Honoring their ultimate sacrifice


In memory of those who offered up the ultimate sacrifice protecting the freedoms we enjoy as Americans, members of VFW Post #2243 and the Kimball County Veteran’s Service Office invite everyone to join them for the 2018 Memorial Day Service.

Scheduled for 10 a.m. on Monday, May 28, at the Kimball Cemetery. The service will open with a welcoming message and a prayer by Pastor Rich Thomas.

A patriotic song will be followed by the laying of the wreath for the unknown soldier by Joyce Witt and Amy Sapp, VFW #2243 Auxiliary members.

A new demonstration will illustrate the folding of the Flag with descriptions for each fold just prior to the keynote speaker, Lieutenant Colonel George L. “Ripper” Chapman, the Commander of the 320th Missile Squadron at Francis E. Warren Air Force Base in Cheyenne, Wyo.

A flag will be presented to Jim Wann, son of Walt Wann, in his honor. The Honor Guard will then salute and Taps will be played before the raising of the Flag and the Star Spangled Banner.

Veteran’s that have passed away from the area will be honored and veterans that are in attendance recognized with name, rank, and branch of service.

Flags will be raised before the closing prayer is offered. The VFW Post #2243 will then host a hamburger feed at the local post, located at 227 S. Chestnut in Kimball.
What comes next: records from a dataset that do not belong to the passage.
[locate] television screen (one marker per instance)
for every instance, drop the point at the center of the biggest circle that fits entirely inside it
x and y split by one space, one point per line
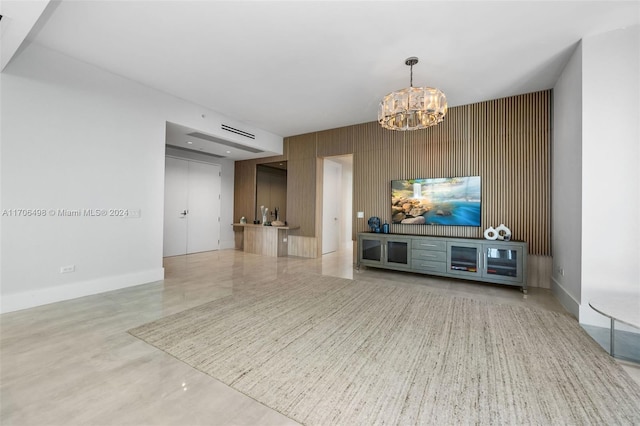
436 201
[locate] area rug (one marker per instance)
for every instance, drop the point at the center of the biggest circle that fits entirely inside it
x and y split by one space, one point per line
329 351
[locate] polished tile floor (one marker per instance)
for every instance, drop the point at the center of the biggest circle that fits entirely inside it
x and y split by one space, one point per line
73 362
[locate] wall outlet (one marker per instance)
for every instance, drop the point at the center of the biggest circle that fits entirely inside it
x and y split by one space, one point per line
67 269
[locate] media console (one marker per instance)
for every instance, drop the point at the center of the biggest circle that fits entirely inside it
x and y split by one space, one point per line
493 261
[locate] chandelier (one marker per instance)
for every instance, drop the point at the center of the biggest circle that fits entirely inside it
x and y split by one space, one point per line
412 108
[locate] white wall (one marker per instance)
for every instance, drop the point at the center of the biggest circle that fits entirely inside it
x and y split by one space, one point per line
77 137
566 186
347 203
611 160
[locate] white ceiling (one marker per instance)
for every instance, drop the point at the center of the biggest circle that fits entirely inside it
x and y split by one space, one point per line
294 67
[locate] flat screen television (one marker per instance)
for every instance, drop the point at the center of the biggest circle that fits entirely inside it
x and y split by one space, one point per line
452 201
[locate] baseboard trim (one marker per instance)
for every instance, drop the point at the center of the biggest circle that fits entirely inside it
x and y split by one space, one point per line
565 299
44 296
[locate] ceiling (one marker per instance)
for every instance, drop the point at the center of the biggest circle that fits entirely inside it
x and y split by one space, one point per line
294 67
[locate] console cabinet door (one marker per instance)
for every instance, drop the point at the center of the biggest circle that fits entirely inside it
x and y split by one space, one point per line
503 263
371 251
398 252
464 259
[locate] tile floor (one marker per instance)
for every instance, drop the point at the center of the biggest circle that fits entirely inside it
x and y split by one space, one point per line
73 363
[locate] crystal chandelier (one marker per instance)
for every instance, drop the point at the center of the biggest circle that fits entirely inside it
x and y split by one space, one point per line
412 108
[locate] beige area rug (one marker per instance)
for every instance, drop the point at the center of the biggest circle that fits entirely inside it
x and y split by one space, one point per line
327 351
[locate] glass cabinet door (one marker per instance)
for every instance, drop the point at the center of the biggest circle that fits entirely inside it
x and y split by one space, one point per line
503 262
464 259
397 252
372 250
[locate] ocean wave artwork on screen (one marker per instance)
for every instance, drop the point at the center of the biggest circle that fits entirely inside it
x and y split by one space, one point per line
454 201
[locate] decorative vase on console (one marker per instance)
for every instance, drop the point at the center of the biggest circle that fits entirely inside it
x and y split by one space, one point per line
264 211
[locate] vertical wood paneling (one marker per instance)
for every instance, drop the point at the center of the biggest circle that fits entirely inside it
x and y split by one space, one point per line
244 200
301 184
505 141
335 142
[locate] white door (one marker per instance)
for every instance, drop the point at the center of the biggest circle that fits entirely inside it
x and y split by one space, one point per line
191 207
331 206
203 219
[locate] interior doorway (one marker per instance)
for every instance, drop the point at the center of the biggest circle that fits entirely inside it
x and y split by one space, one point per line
191 207
337 196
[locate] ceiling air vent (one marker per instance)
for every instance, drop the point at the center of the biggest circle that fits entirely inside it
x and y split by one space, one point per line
238 132
221 141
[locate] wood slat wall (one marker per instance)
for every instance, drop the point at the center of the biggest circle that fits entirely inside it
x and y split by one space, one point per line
505 141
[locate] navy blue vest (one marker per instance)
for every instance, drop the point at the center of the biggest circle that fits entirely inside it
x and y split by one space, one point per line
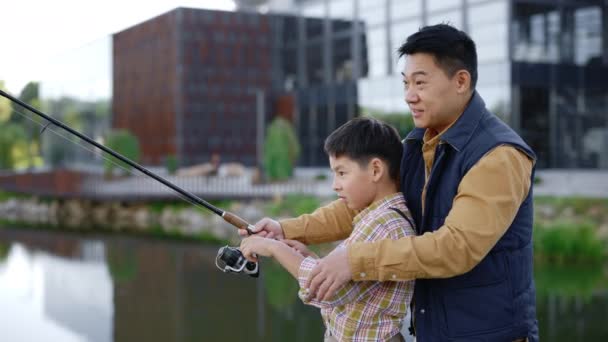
495 301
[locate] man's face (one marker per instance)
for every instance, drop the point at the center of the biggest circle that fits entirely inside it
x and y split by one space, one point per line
430 93
352 182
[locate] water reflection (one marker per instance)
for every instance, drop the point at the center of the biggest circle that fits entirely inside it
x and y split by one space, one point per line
63 287
45 297
67 287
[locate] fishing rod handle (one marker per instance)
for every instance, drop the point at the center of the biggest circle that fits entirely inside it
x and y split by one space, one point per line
237 222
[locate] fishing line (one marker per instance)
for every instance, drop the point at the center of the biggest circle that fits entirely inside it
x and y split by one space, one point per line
189 197
95 151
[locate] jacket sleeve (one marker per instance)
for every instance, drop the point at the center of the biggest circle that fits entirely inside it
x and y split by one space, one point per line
332 222
484 207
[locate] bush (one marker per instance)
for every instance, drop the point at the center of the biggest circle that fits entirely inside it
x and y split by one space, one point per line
403 122
281 150
293 205
171 163
125 143
568 242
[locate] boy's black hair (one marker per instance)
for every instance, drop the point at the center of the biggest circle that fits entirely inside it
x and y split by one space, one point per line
452 48
364 138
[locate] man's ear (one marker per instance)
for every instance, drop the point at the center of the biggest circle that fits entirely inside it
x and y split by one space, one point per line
463 81
377 169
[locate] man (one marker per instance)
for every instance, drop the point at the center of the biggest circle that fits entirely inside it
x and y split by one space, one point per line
467 179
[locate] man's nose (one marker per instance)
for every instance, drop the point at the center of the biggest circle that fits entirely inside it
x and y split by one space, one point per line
411 96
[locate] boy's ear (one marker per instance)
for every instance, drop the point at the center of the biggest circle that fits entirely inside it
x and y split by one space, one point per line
377 169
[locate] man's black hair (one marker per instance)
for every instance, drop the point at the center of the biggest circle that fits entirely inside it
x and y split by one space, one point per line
452 48
364 138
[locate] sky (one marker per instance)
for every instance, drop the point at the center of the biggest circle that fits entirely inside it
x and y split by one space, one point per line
36 32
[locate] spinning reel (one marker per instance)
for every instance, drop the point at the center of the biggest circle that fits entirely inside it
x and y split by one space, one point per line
231 259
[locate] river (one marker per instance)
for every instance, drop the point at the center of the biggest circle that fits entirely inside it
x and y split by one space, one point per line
57 286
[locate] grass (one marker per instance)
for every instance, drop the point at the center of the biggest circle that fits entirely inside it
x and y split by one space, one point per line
565 242
293 205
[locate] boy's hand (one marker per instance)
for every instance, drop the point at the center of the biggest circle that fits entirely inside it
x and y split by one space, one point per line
254 246
300 248
331 272
266 227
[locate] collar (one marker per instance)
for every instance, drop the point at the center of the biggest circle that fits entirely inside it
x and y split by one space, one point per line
461 131
385 202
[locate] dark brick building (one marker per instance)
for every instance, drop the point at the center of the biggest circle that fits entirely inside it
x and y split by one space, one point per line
189 83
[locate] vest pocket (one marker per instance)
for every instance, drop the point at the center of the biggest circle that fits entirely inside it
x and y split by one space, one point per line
477 310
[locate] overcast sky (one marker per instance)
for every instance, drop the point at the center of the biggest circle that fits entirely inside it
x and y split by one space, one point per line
34 32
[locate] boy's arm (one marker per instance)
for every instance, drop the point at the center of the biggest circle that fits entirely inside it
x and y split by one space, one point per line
346 294
332 222
287 257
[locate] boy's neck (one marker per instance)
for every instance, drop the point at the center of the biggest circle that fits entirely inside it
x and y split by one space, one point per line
385 190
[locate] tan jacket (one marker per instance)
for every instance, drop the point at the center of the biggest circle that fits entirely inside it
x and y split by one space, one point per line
487 200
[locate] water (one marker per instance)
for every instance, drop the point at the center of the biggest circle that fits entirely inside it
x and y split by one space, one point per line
58 286
66 287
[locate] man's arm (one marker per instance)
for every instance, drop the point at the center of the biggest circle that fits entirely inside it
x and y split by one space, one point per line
329 223
487 201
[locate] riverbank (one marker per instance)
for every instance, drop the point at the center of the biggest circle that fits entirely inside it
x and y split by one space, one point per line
568 230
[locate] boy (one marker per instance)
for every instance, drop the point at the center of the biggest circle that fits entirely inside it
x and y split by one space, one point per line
364 155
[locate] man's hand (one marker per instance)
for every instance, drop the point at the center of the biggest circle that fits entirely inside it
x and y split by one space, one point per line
254 246
267 228
329 275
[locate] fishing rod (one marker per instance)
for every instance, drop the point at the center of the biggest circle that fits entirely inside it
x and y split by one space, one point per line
227 216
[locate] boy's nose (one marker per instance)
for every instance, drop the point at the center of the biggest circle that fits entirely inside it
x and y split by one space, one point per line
335 186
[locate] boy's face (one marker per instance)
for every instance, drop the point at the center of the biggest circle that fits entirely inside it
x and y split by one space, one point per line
353 183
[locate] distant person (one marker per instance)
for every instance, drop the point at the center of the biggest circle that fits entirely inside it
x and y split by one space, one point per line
364 155
467 178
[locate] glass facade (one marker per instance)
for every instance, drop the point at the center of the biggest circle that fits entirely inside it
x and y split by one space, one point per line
540 64
560 90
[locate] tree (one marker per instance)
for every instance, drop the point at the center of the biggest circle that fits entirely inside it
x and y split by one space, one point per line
402 121
281 150
125 143
5 106
12 136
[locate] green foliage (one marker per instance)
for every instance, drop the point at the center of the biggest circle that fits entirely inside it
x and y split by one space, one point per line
293 205
570 282
125 143
5 106
171 163
281 150
566 242
4 249
580 205
12 141
402 121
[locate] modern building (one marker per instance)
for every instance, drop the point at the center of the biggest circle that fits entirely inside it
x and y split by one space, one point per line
192 83
543 64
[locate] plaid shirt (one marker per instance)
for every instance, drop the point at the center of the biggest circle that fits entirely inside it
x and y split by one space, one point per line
367 310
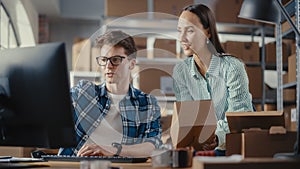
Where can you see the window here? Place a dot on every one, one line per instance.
(8, 38)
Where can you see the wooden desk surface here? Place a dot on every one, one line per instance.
(249, 163)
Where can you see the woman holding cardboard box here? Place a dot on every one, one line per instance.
(209, 73)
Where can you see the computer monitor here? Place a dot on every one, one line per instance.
(35, 104)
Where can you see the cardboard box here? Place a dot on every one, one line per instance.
(285, 26)
(267, 107)
(239, 121)
(193, 123)
(258, 134)
(289, 95)
(95, 52)
(293, 126)
(290, 117)
(271, 53)
(154, 78)
(119, 8)
(165, 48)
(173, 7)
(228, 11)
(255, 81)
(259, 143)
(81, 55)
(292, 68)
(16, 151)
(247, 51)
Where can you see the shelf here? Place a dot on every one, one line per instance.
(170, 61)
(289, 85)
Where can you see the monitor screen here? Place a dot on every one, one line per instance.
(35, 104)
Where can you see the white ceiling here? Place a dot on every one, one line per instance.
(75, 9)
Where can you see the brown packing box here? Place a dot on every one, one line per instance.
(16, 151)
(154, 78)
(95, 52)
(289, 95)
(238, 121)
(193, 123)
(119, 8)
(290, 118)
(81, 53)
(255, 81)
(164, 48)
(172, 7)
(270, 56)
(285, 26)
(259, 143)
(247, 51)
(228, 11)
(292, 68)
(267, 107)
(251, 134)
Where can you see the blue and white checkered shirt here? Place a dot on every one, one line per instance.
(140, 115)
(225, 83)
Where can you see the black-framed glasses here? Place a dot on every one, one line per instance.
(114, 60)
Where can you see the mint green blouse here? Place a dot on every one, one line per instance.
(225, 83)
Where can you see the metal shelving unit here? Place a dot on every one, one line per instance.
(292, 8)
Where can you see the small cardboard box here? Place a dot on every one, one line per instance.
(292, 68)
(239, 121)
(154, 78)
(252, 134)
(119, 8)
(165, 48)
(259, 143)
(247, 51)
(255, 81)
(173, 7)
(81, 55)
(193, 123)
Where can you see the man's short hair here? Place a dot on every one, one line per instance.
(117, 38)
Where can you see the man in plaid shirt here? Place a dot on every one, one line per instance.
(114, 118)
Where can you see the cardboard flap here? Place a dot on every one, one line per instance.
(238, 121)
(193, 123)
(194, 113)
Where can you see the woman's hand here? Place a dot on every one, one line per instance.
(96, 150)
(211, 143)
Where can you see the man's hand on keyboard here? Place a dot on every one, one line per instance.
(96, 150)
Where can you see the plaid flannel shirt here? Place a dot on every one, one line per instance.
(140, 115)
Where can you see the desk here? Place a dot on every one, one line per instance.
(251, 163)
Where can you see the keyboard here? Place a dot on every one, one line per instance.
(113, 159)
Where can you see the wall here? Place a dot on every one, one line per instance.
(65, 30)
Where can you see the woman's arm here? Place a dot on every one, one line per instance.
(179, 84)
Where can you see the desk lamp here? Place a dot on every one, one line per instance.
(268, 11)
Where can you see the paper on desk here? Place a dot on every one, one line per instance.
(218, 159)
(17, 159)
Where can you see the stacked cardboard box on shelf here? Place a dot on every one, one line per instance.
(119, 8)
(258, 134)
(81, 54)
(154, 78)
(247, 51)
(292, 68)
(270, 55)
(255, 81)
(165, 48)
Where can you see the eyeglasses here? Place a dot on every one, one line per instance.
(114, 60)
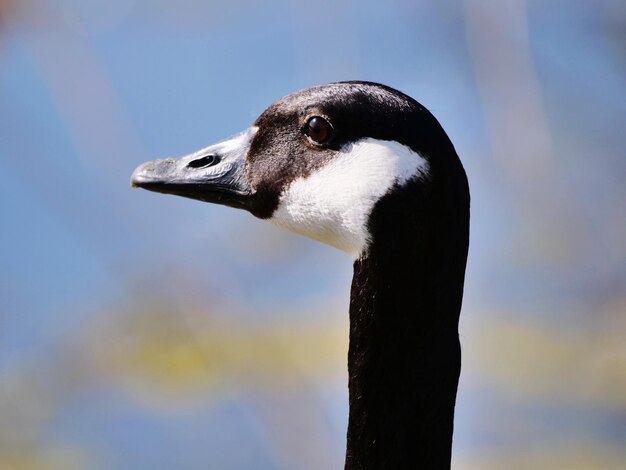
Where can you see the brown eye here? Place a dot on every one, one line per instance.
(318, 129)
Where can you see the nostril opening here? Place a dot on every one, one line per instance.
(204, 161)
Free will donations will be accepted.

In years past, a Flag retirement ceremony followed the services and luncheon, however, this year there will be a separate ceremony at a later date.

According to the website usmemorialday.org, in traditional observance, the flag of the United States is raised briskly to the top of the staff and then solemnly lowered to the half-staff position, where it remains only until noon. It is then raised to full-staff for the remainder of the day. The half-staff position remembers the more than one million men and women who gave their lives in service of their country. At noon, their memory is raised by the living, who resolve not to let their sacrifice be in vain, but to rise up in their stead and continue the fight for liberty and justice for all.